Ma è in questo contesto quindi che il festival della Resistenza lo diventa di nome e di fatto. Dal 31 luglio al 4 agosto prenderà vita al Museo audiovisivo della Resistenza alle Prade (frazione di Fosdinovo) l’undicesima edizione del “Fino al cuore del rivolta”, con o senza finanziamenti pubblici. Il collettivo Archivi della Resistenza – Circolo Edoardo Bassignani, organizzatore dell’evento, ha infatti lanciato una campagna di crowdfundig nella piattaforma internet Produzioni dal basso. “Il festival quest’anno sarà autofinanziato a più del 80% – racconta a FQ Magazine Simona Mussini, presidentessa dell’associazione – Il contributo viene tagliato di anno in anno oppure negato senza lacerazioni ma con la motivazione solita ‘primum vivere’ e quindi a noi non ci resta che accettare un lento strangolamento. Sta di fatto che se non ci fosse in noi una sana dose di pazzia questo festival sarebbe chiuso da anni. Ogni anno è una sfida meno ci date e più noi facciamo”. L’obiettivo è quello di raggiungere 5mila entro il 31 luglio, giorno della partenza. Ogni cifra donata, un “regalo”: con dieci euro, per esempio, si riceve una bottiglia di vino del festival serie limitata, con 15 una borsina con il logo dell’evento, con 100 euro un’uscita sui sentieri della Resistenza, con 250 si diventa partner dell’evento. “Ci siamo inventati delle ricompense, così come vuole la moda, – chiarisce Simona – ma è evidente che la ricompensa più grande è la stessa realizzazione del festival”.
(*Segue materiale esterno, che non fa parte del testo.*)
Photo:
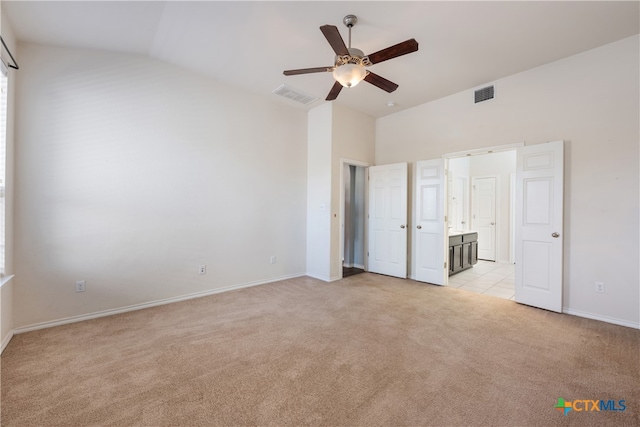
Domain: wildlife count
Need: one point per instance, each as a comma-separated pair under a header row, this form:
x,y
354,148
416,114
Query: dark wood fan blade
x,y
307,71
394,51
335,91
381,82
334,38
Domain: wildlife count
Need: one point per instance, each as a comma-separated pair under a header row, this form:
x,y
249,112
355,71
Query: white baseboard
x,y
111,312
601,318
316,276
5,341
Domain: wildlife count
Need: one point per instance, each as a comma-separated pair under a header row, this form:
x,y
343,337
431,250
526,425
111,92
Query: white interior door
x,y
461,203
539,220
388,219
484,215
430,225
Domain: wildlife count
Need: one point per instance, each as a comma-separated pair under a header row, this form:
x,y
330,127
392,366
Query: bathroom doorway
x,y
495,277
354,179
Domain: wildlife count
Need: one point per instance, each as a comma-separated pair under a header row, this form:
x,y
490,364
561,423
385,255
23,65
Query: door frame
x,y
496,211
357,163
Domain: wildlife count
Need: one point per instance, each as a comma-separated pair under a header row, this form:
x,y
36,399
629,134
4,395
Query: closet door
x,y
388,220
430,235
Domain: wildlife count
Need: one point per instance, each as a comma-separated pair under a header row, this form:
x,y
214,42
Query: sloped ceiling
x,y
462,45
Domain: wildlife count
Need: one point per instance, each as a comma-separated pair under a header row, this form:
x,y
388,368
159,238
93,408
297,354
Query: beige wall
x,y
335,133
131,172
588,100
6,292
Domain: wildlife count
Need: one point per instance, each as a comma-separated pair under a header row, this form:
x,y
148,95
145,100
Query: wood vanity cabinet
x,y
463,251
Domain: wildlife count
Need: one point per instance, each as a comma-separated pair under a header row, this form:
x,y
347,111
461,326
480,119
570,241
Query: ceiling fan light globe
x,y
349,75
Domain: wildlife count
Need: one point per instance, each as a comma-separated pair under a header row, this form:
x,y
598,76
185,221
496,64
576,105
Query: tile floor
x,y
488,278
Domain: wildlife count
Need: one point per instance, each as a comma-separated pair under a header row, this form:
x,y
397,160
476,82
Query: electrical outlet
x,y
81,286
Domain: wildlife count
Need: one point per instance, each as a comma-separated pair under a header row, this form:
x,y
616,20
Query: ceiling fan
x,y
350,63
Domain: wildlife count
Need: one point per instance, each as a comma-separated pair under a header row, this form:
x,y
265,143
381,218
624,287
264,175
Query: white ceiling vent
x,y
295,95
484,94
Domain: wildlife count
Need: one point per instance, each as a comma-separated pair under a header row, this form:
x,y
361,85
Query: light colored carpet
x,y
367,350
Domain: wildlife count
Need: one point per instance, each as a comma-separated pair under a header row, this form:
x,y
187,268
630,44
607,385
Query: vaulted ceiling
x,y
462,45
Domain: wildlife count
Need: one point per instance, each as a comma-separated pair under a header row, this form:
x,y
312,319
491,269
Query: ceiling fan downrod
x,y
350,21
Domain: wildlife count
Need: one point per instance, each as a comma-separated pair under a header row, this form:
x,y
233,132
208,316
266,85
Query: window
x,y
3,144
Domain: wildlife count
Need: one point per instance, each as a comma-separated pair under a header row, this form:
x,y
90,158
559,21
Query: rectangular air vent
x,y
295,94
484,94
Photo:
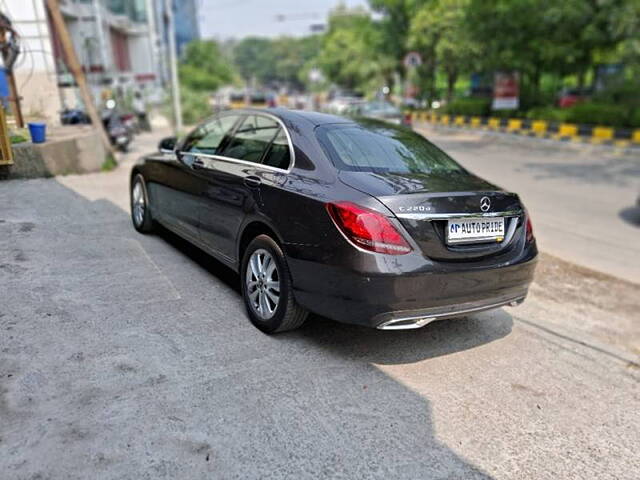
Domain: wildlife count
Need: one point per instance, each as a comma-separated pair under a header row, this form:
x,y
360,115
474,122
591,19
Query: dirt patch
x,y
566,282
584,300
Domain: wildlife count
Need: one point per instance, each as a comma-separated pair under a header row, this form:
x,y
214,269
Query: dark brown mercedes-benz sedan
x,y
357,220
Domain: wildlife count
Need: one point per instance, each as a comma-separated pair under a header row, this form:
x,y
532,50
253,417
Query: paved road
x,y
125,356
581,197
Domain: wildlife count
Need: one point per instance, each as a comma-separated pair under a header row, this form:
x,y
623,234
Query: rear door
x,y
234,175
450,213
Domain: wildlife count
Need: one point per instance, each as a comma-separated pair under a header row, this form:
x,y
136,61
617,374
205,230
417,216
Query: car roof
x,y
285,114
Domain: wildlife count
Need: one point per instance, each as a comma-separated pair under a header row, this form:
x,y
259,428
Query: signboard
x,y
506,91
412,59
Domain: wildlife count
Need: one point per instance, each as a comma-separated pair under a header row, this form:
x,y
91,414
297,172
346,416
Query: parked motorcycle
x,y
120,135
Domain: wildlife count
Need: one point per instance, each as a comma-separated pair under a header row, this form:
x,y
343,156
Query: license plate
x,y
470,230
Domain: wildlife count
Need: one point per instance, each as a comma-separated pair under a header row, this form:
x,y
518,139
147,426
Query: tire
x,y
270,317
142,221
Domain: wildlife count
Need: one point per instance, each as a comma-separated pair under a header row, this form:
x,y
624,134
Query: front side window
x,y
208,137
381,149
252,138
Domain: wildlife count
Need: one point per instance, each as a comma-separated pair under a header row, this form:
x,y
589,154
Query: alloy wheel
x,y
263,284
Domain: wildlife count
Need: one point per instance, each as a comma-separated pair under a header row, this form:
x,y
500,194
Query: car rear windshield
x,y
382,149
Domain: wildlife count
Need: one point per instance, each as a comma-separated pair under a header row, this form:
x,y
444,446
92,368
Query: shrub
x,y
599,114
634,118
550,114
469,106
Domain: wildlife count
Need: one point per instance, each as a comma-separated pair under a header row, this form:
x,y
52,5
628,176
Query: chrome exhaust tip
x,y
406,323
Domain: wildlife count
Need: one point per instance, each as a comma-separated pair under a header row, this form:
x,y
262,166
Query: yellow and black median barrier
x,y
594,134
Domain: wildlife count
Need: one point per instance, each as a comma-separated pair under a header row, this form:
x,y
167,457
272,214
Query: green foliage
x,y
479,107
439,32
599,114
589,113
195,106
550,114
276,61
203,67
17,139
634,118
255,57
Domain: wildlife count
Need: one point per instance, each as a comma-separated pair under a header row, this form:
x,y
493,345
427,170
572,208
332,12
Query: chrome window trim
x,y
242,162
245,113
447,216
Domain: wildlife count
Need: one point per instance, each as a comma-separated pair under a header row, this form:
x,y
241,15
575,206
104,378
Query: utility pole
x,y
9,49
173,67
71,59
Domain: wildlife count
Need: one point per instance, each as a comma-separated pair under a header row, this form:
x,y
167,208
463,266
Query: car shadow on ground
x,y
113,346
631,215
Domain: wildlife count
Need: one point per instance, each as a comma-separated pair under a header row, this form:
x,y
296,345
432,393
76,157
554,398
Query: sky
x,y
225,19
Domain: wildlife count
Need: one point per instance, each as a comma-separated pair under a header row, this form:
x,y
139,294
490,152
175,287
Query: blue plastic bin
x,y
38,132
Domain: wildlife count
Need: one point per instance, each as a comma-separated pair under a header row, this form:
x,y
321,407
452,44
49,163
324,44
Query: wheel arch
x,y
251,230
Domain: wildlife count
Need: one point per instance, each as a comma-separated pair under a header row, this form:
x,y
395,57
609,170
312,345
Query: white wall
x,y
35,69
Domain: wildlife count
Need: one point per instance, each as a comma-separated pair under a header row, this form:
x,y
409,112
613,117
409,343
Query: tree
x,y
352,55
440,33
203,67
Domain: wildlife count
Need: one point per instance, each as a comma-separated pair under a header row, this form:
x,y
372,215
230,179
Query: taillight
x,y
529,227
367,229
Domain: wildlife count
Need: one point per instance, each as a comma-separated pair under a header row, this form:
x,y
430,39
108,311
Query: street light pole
x,y
173,67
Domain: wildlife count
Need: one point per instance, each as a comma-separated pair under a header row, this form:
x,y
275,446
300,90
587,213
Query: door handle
x,y
198,164
252,181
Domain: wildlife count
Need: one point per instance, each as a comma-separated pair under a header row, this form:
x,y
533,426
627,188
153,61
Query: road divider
x,y
594,134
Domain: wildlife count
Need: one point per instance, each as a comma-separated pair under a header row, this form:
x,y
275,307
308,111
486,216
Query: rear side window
x,y
252,138
278,154
381,148
208,137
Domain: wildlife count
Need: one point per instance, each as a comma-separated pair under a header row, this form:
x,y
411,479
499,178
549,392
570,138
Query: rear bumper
x,y
381,300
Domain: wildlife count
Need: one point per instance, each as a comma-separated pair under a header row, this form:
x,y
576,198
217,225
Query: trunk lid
x,y
423,203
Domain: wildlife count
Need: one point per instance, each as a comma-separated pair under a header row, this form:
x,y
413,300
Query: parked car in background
x,y
380,110
568,97
339,105
360,221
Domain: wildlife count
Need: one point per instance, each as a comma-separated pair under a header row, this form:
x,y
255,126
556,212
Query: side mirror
x,y
168,144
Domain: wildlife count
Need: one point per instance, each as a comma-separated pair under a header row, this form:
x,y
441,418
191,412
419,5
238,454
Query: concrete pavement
x,y
125,356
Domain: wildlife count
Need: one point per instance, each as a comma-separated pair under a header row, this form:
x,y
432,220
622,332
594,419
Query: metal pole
x,y
173,66
71,59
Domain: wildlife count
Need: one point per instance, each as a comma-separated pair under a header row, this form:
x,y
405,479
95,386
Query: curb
x,y
594,135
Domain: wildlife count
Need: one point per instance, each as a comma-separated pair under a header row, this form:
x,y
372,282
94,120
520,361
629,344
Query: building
x,y
35,69
115,41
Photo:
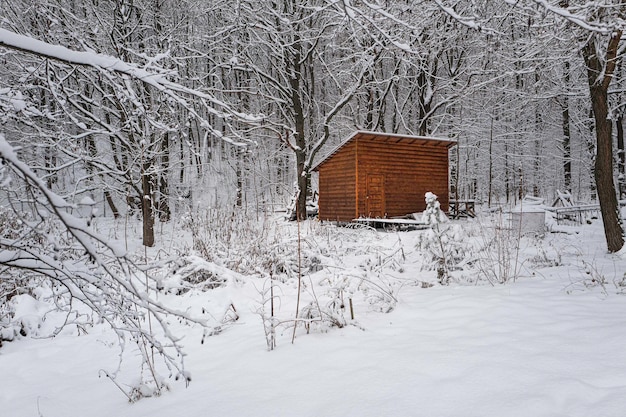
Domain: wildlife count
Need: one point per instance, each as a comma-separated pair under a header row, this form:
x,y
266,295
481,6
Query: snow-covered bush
x,y
89,277
442,244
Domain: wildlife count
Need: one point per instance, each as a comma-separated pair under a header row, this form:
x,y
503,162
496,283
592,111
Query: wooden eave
x,y
386,138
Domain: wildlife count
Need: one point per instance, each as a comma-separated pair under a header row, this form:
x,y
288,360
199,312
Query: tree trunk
x,y
599,77
567,136
146,206
621,157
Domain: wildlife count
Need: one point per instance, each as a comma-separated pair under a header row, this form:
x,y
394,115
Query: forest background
x,y
186,115
266,87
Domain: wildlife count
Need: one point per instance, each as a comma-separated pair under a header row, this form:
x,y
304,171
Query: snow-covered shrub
x,y
88,277
239,242
442,244
498,255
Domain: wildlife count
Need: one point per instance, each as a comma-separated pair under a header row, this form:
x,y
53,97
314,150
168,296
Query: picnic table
x,y
462,208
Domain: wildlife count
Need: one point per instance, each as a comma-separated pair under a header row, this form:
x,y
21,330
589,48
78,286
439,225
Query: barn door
x,y
375,198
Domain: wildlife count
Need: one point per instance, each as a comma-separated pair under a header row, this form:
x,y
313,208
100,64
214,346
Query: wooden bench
x,y
384,223
576,214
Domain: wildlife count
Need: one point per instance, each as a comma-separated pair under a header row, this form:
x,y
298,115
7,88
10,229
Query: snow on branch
x,y
578,19
111,64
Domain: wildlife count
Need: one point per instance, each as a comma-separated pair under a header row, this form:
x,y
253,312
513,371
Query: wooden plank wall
x,y
410,171
337,190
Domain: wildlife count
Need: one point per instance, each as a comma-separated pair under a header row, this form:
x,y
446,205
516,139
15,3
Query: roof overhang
x,y
386,138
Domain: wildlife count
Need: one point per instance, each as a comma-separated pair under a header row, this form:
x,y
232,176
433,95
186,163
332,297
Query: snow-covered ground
x,y
549,342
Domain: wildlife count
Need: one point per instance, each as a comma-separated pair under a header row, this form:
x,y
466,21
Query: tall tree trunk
x,y
621,157
599,77
567,136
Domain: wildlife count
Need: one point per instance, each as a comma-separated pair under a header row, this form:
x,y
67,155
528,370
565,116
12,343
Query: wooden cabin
x,y
382,175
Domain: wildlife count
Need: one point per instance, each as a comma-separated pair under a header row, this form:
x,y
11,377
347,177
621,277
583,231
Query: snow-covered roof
x,y
385,137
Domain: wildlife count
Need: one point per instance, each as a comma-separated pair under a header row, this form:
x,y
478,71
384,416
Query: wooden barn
x,y
382,175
Il festival è nato undici anni fa per affrontare il tema della Resistenza attraverso nuove forme comunicative, oltre ai dibattiti e le mostre, che “acchiappino” anche i più giovani, come il teatro, la musica, la poesia. A “Fino al cuore della rivolta”, ogni anno, si beve, si mangia, si ride, ci si emoziona insieme ai partigiani, si guardano concerti e spettacoli di grandi artisti nazionali. Tutto gratuito. Il 25 aprile, da undici anni, il borgo di Fosdinovo esplode di gente: oltre 10 mila persone in un paesino di 4mila abitanti. Ad agosto la “replica” con cinque giorni di dibattiti, concerti, spettacoli e poesia per non dimenticare. Quest’estate si esibiranno molti habitué del festival, come Dario Vegassola, Maurizio Maggiani, Ascanio Celestini, Bobo Rondelli, Cisco. “E’ un festival last minute – chiarisce la presidentessa – quindi il programma definitivo ancora non c’è”.